Saleh Ahmed

Personal information
- Full name: Mohammad Saleh Ahmed
- Born: 2 February 1969 (age 57) Faridpur, Dhaka, Bangladesh
- Batting: Right-handed
- Bowling: Off-break

Career statistics
| Competition | First-class | List A |
| Matches | 5 | 3 |
| Runs scored | 152 | 22 |
| Batting average | 21.71 | 11.00 |
| 100s/50s | 0/1 | 0/0 |
| Top score | 53 | 22 |
| Balls bowled | 1377 | 136 |
| Wickets | 19 | 8 |
| Bowling average | 26.52 | 12.62 |
| 5 wickets in innings | 0 | 1 |
| 10 wickets in match | 0 | 0 |
| Best bowling | 4/52 | 5/37 |
| Catches/stumpings | 1/– | 1/– |
- Source: Cricinfo, 21 April 2023

= Saleh Ahmed (cricketer, born 1969) =

Bangladeshi cricketer (born 1969)

Mohammad Saleh Ahmed (born 2 February 1969) is a first-class and List A cricketer from Bangladesh.

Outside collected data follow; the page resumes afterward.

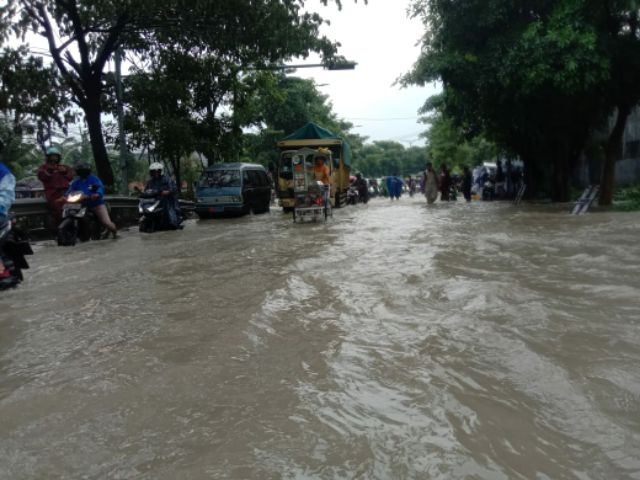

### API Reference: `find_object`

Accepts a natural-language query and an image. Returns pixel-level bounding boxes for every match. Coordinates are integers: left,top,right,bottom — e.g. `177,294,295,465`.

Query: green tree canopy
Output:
8,0,363,188
404,0,612,200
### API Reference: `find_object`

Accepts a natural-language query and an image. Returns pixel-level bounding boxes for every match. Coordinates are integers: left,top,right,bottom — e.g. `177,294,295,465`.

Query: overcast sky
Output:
296,0,439,146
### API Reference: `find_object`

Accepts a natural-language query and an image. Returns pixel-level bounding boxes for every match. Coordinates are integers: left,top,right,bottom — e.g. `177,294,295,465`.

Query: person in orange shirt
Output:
313,156,330,185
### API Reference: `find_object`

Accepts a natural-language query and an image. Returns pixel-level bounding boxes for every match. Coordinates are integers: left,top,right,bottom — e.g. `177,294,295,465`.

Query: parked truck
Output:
275,123,351,210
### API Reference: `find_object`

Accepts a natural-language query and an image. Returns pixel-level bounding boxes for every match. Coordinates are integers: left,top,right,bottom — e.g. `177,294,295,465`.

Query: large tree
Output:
9,0,361,188
405,0,611,201
595,2,640,205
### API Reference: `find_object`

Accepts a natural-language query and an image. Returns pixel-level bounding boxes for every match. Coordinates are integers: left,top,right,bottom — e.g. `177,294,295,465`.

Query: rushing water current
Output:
1,198,639,479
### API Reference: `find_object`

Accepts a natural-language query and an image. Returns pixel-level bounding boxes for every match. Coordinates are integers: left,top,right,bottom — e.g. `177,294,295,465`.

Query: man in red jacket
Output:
37,146,74,228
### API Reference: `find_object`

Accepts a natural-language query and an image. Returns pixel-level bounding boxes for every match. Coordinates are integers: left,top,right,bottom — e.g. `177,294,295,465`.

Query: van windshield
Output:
202,170,241,187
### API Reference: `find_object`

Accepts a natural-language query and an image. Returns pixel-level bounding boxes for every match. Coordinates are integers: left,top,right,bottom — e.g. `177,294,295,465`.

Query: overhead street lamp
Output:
247,58,357,72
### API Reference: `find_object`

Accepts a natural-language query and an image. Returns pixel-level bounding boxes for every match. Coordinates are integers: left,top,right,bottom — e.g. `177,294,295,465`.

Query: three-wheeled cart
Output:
291,148,333,223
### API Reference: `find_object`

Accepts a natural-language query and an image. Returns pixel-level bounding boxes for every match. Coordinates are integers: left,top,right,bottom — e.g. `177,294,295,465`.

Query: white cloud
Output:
295,0,439,145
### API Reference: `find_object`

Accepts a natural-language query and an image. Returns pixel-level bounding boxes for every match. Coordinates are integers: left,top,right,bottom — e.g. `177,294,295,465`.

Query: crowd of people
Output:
378,159,523,205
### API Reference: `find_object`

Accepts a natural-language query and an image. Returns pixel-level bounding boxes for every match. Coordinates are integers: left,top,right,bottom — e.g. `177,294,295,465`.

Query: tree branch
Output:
34,3,87,106
61,0,92,75
94,15,129,75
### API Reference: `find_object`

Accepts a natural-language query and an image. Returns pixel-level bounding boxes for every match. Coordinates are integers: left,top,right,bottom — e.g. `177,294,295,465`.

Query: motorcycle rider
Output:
37,146,74,229
353,173,369,203
65,162,117,238
144,162,181,229
0,140,16,280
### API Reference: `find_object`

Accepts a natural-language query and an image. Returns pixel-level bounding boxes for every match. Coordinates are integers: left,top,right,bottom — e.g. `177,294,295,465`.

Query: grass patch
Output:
613,184,640,211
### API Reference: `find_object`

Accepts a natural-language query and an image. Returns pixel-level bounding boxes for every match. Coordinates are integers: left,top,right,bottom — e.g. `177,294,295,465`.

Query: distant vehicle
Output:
195,163,271,218
367,179,379,198
289,148,332,223
276,123,352,211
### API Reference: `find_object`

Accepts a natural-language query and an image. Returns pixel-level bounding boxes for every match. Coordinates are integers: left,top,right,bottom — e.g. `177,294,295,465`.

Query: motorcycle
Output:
482,181,495,201
138,189,164,233
0,213,33,290
139,189,183,232
57,188,106,246
346,184,360,205
355,181,369,204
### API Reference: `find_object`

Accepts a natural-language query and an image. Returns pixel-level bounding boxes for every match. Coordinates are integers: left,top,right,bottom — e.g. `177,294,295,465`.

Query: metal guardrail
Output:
10,196,194,217
10,196,195,239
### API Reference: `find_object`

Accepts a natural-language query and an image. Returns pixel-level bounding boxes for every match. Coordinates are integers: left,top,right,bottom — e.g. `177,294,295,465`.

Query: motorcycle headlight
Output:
67,193,83,203
147,203,157,213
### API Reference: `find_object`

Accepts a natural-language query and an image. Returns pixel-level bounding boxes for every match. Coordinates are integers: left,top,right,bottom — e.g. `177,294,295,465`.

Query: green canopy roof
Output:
281,122,351,167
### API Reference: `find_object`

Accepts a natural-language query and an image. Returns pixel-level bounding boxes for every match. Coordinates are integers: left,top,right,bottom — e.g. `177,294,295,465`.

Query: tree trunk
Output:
545,136,571,202
599,104,631,206
84,93,115,188
171,156,182,195
550,157,569,202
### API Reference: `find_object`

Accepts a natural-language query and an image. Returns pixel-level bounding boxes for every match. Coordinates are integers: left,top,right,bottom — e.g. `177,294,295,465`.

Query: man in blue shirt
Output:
0,140,16,279
66,162,117,238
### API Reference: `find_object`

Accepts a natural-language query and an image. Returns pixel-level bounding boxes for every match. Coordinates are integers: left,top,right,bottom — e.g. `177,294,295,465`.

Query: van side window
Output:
243,170,251,185
257,171,268,186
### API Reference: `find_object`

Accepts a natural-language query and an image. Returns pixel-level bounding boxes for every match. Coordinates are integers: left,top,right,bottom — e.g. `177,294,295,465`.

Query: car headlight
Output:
235,196,243,202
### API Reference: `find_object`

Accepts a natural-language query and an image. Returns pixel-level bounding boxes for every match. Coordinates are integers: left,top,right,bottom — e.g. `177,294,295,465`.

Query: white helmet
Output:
149,162,164,173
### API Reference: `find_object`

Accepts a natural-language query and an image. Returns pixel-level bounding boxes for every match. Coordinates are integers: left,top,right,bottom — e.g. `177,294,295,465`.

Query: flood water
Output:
1,198,639,479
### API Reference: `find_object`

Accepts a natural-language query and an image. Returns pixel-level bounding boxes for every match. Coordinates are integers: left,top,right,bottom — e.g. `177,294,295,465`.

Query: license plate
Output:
209,206,224,213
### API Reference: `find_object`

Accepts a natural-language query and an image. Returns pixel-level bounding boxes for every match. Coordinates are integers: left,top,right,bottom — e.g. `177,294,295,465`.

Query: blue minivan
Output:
195,163,271,218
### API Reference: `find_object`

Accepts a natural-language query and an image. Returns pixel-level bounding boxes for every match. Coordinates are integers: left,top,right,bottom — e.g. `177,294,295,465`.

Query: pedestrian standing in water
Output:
386,173,403,200
439,164,451,201
423,163,438,204
495,159,505,198
461,165,472,202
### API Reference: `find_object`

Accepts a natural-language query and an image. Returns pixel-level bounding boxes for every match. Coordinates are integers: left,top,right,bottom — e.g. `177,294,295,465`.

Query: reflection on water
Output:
1,199,639,479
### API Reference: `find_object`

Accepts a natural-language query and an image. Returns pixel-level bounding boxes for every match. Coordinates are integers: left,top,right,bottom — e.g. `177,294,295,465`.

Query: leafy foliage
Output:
0,45,71,147
351,141,428,178
404,0,616,201
7,0,362,188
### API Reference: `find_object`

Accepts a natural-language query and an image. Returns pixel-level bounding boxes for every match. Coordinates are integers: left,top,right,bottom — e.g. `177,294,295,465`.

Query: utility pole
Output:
115,47,128,195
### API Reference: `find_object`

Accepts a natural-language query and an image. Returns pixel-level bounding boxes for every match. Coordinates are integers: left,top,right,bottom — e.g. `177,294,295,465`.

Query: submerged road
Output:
1,198,640,479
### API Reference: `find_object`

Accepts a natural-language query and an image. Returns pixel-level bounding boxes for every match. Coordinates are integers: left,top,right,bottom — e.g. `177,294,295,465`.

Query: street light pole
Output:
115,47,128,195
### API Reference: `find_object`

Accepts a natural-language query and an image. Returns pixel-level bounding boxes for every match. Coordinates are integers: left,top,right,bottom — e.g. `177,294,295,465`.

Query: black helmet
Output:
74,161,91,177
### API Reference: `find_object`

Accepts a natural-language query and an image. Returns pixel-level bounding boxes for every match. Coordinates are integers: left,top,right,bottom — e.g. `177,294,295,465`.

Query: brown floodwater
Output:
1,198,639,479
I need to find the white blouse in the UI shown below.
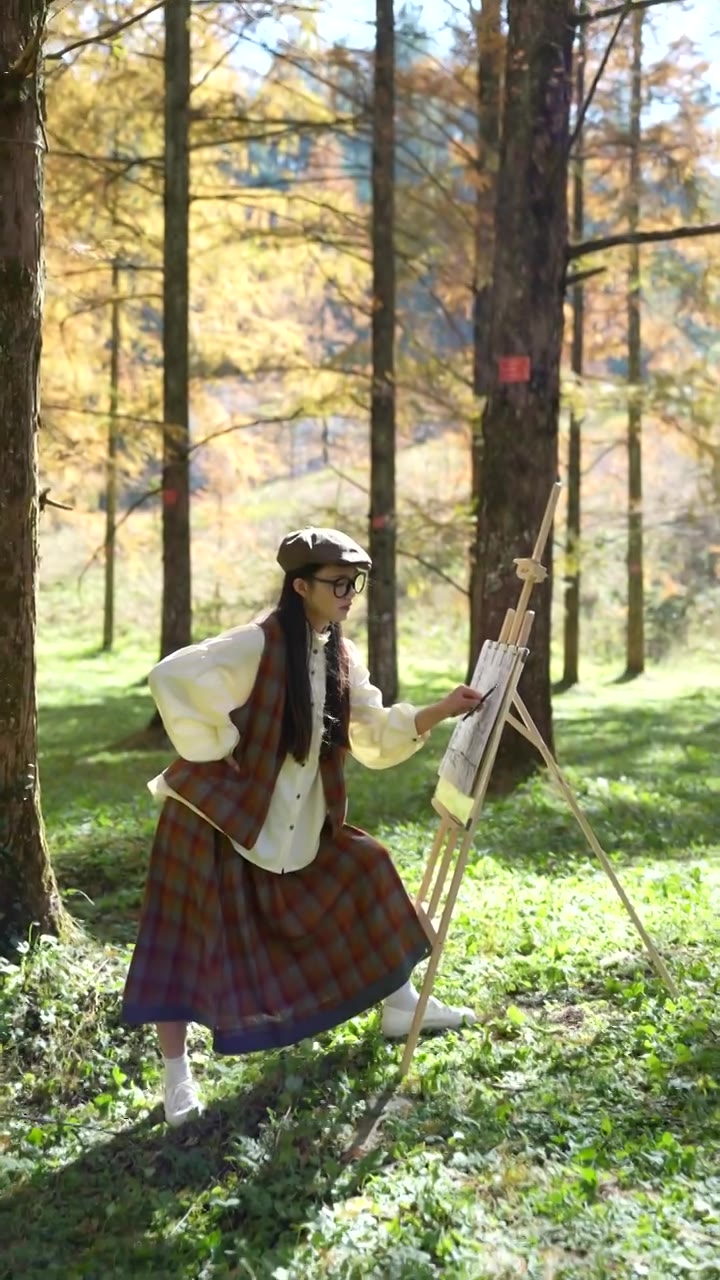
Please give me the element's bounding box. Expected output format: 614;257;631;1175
147;622;428;874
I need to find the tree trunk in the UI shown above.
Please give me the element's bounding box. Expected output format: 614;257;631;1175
160;0;191;661
625;9;645;677
468;0;502;677
367;0;397;703
562;13;586;689
102;257;121;653
0;1;64;950
475;0;574;780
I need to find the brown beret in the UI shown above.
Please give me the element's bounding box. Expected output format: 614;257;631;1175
277;526;372;574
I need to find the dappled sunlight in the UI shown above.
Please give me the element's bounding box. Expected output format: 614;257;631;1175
2;622;716;1275
3;0;720;1272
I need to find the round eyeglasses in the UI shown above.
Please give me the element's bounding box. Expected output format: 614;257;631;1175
309;571;367;599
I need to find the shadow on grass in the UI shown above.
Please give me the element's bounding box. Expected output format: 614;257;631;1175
2;1001;719;1280
42;681;720;948
40;687;157;754
40;693;170;820
555;690;720;777
0;1038;486;1280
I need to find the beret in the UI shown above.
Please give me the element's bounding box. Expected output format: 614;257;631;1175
277;526;372;574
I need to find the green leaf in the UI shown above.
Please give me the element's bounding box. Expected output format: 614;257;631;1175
505;1005;526;1026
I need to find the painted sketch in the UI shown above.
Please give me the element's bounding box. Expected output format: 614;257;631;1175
434;640;527;823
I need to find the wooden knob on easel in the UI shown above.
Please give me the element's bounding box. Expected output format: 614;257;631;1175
513;557;548;584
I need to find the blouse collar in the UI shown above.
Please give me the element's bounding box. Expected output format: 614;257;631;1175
307;623;331;648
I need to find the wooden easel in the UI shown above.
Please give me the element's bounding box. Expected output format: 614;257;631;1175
400;481;677;1078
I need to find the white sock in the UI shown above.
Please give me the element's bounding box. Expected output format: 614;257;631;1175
163;1052;191;1089
383;979;419;1012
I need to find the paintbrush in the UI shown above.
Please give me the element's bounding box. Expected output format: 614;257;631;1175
461;684;497;721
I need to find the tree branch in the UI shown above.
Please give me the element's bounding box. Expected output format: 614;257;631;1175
78;485;163;584
565;266;606;288
569;0;630;153
46;1;165;61
396;547;469;597
44;402;163;428
568;222;720;259
326;464;468;595
39;487;73;514
190;409;305;453
573;0;683;24
76;410;310;583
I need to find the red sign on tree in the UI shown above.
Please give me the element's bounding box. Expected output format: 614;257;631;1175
498;355;531;384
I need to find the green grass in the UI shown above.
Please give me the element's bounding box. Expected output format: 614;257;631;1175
2;620;720;1278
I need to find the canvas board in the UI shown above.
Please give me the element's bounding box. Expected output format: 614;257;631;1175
434;641;527;823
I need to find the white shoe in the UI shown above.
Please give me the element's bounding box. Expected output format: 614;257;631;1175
164;1077;204;1127
381;994;477;1039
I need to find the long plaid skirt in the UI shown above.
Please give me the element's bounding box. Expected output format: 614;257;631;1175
122;799;432;1054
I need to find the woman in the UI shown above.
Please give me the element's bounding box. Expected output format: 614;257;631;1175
123;526;482;1126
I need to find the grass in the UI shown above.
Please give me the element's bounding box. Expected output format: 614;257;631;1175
2;613;720;1278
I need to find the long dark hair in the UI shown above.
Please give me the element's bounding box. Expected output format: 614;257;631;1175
276;568;350;763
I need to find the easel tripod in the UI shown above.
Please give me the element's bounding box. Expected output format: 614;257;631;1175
400;482;676;1078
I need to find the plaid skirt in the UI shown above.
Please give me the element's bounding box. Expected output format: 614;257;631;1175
122;799;432;1054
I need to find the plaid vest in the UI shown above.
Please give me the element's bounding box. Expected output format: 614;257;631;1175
162;612;349;848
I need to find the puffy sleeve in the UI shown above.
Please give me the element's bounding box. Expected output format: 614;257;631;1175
148;623;264;761
346;639;429;770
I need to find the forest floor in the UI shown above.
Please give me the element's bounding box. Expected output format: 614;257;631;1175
2;622;720;1279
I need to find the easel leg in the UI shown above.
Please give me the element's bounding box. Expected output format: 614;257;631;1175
400;655;528;1078
415;818;449;908
509;694;677;996
427;828;460;917
400;830;475;1078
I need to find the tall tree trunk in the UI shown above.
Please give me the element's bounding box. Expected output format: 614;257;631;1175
475;0;574;780
367;0;397;703
0;1;64;949
102;256;120;653
625;9;645;677
562;12;586;689
160;0;191;661
468;0;502;677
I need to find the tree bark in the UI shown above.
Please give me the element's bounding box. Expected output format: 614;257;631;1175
468;0;502;678
562;12;586;690
475;0;575;779
0;0;64;949
368;0;397;702
160;0;191;661
625;8;645;676
103;257;120;653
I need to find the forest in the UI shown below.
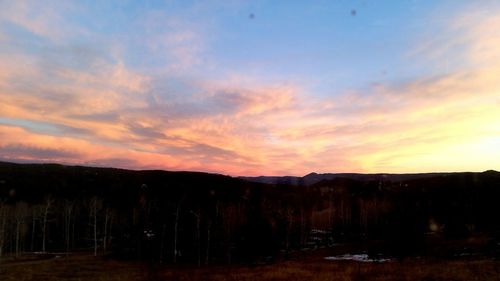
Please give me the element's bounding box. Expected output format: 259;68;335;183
1;161;500;264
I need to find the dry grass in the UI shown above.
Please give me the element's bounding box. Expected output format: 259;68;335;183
162;257;500;281
2;253;500;281
1;254;151;281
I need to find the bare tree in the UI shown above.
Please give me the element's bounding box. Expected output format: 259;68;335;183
103;208;114;252
89;197;102;257
14;202;29;256
190;209;201;267
0;202;10;258
222;203;240;265
30;205;41;252
173;194;185;264
285;207;294;256
41;197;54;253
94;201;97;256
205;219;211;266
328;187;334;234
63;200;74;254
159;223;166;263
299;204;307;247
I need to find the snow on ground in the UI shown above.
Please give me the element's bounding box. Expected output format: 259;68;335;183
324;253;391;263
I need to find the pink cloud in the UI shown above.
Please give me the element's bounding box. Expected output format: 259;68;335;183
0;1;85;42
1;3;500;176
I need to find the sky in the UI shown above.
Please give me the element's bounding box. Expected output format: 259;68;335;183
0;0;499;176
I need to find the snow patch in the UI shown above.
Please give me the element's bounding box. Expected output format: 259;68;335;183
324;253;391;263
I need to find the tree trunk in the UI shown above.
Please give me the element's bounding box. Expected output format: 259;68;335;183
173;205;180;264
42;212;46;253
31;211;36;252
159;223;166;263
173;195;186;264
15;219;20;256
65;203;73;254
285;209;293;257
94;200;97;257
72;212;76;250
205;220;211;266
190;210;201;267
103;210;108;252
0;205;6;258
196;214;201;267
42;198;53;253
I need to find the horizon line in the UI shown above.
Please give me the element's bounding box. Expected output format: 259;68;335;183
0;159;496;178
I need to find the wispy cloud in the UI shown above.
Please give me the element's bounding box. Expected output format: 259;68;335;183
0;2;499;175
0;0;85;42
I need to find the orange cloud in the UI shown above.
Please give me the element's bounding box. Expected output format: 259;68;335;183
1;4;500;176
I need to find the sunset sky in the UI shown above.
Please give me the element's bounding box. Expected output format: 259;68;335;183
0;1;499;176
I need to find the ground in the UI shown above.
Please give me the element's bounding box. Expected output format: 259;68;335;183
2;252;500;281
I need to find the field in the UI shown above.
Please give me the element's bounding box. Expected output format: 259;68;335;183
2;252;500;281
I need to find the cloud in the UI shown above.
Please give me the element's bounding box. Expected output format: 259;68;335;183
139;10;208;72
0;144;81;160
84;158;139;169
208;85;297;116
0;2;499;176
0;1;84;42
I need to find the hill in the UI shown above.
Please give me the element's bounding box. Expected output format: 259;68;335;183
240;172;460;186
1;161;500;264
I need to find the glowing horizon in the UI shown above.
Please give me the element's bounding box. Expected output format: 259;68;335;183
1;1;499;176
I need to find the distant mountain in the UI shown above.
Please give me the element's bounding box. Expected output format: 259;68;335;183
0;161;251;203
1;161;493;187
240;172;472;186
238;175;304;186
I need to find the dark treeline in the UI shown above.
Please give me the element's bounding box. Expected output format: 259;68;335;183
1;161;500;263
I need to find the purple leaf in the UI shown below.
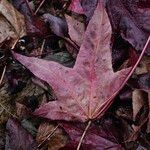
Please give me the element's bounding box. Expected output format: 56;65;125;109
106;0;150;54
11;0;48;36
60;121;124;150
5;118;38;150
43;13;68;37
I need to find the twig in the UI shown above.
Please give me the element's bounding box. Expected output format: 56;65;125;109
38;124;59;148
125;117;148;142
11;38;20;49
25;0;34;14
0;102;18;119
77;120;92;150
34;0;46;15
39;39;46;57
0;65;6;85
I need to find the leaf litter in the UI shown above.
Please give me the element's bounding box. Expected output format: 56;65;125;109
0;0;150;149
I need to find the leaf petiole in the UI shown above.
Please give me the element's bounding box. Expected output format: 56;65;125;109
77;120;92;150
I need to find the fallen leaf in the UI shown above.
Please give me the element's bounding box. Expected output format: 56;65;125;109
80;0;97;21
16;102;29;118
135;56;150;75
147;92;150;133
112;35;130;70
129;73;150;90
60;121;124;150
69;0;84;14
36;123;68;150
106;0;150;54
11;0;48;36
69;0;97;22
43;13;68;37
0;130;5;150
65;15;85;46
132;90;145;122
13;1;131;122
5;118;38;150
0;0;26;45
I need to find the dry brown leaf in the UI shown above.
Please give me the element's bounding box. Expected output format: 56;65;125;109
147;92;150;133
36;123;68;150
0;0;26;46
135;56;150;75
132;90;145;122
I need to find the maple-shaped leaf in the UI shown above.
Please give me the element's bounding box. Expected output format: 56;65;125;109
13;1;131;122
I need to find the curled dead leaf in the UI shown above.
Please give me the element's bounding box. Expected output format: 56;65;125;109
0;0;26;46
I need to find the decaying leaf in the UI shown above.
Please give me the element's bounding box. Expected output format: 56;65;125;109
147;92;150;133
13;1;131;122
43;13;68;37
135;56;150;75
69;0;84;14
36;123;68;150
0;0;26;45
61;122;124;150
5;118;38;150
106;0;150;54
80;0;98;21
132;90;145;122
11;0;47;36
69;0;98;22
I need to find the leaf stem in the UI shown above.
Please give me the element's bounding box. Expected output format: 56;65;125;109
0;102;18;119
38;124;59;148
77;120;92;150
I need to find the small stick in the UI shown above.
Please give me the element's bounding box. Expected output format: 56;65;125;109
25;0;34;14
0;65;6;85
0;102;18;119
39;39;46;57
38;124;59;148
125;117;148;142
77;120;92;150
34;0;46;15
11;38;20;49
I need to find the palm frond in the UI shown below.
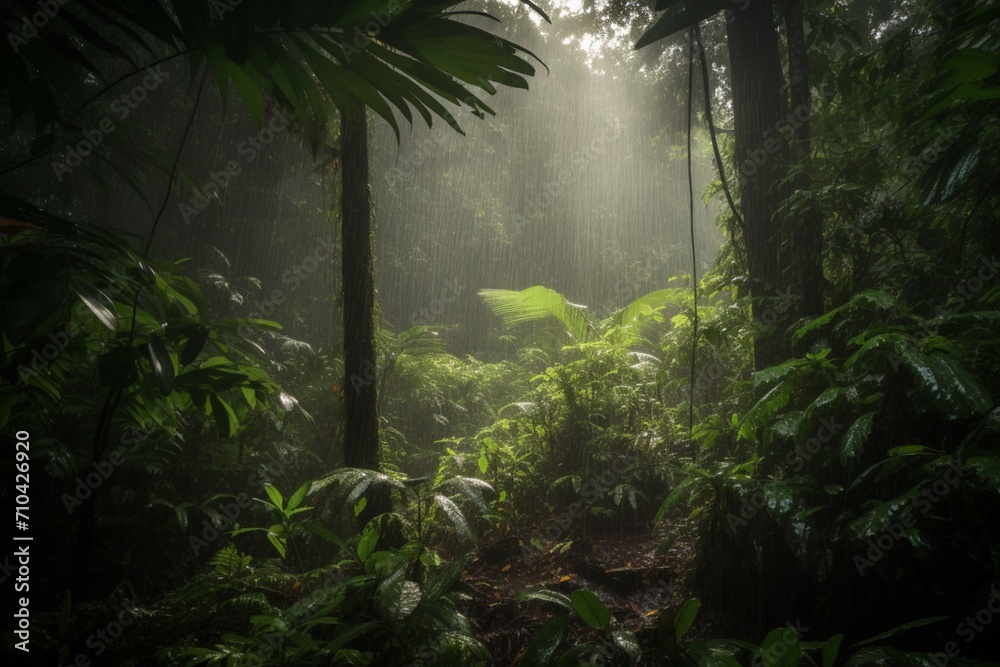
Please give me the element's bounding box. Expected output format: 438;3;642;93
479;286;590;342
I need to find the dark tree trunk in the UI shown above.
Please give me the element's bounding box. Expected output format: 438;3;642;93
725;0;793;370
783;0;825;325
340;104;380;472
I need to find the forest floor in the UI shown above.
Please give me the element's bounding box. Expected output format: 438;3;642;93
460;520;700;665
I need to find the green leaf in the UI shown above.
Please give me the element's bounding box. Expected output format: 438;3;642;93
898;349;992;419
69;276;118;330
794;289;896;344
358;526;379;561
612;629;642;661
886;445;935;457
822;633;843;667
425;556;468;602
479;286;590;342
266;532;287;558
147;333;175;395
674;598;701;641
760;626;799;667
264;483;284;511
286;482;310;511
301;522;350;552
478;453;488;474
853;617;948;647
209;395;238;438
517;616;568;667
571;589;612;630
840;411;876;469
518;589;573;611
432;494;473;541
966;454;1000;495
353;496;368;517
180;326;210;365
227;56;264;125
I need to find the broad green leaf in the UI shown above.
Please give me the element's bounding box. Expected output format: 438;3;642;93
266;532;287;558
357;526;379;561
571;589;612;630
425;556;468;602
180;325;210;365
840;411;876;469
286;482;310;511
264;483;284;511
518;616;568;666
674;598;701;641
759;626;800;667
432;494;473;541
898;349;992;419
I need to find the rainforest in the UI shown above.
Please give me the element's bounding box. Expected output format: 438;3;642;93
2;0;1000;665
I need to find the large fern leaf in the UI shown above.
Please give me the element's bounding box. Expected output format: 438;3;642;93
479;286;590;342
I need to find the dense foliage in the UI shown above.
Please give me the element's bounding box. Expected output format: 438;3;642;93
2;0;1000;665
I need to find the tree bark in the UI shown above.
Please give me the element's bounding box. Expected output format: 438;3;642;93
340;103;380;472
725;0;793;370
783;0;824;324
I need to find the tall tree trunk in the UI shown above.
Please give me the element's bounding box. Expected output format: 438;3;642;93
725;0;793;370
783;0;824;324
340;103;380;472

He is a right-handed batsman and slow left-arm orthodox bowler. He is sometimes known by his nickname Sohel. He debuted in 2000 and last appeared in 2002. He played for Barisal Division in 2001/02 after representing Biman Bangladesh Airlines in One-day cricket in 2000/01. His solitary first-class fifty, 53, came against Khulna Division while he took his best bowling, 4 for 54, against Chittagong Division. He was born at Faridpur in Dacca.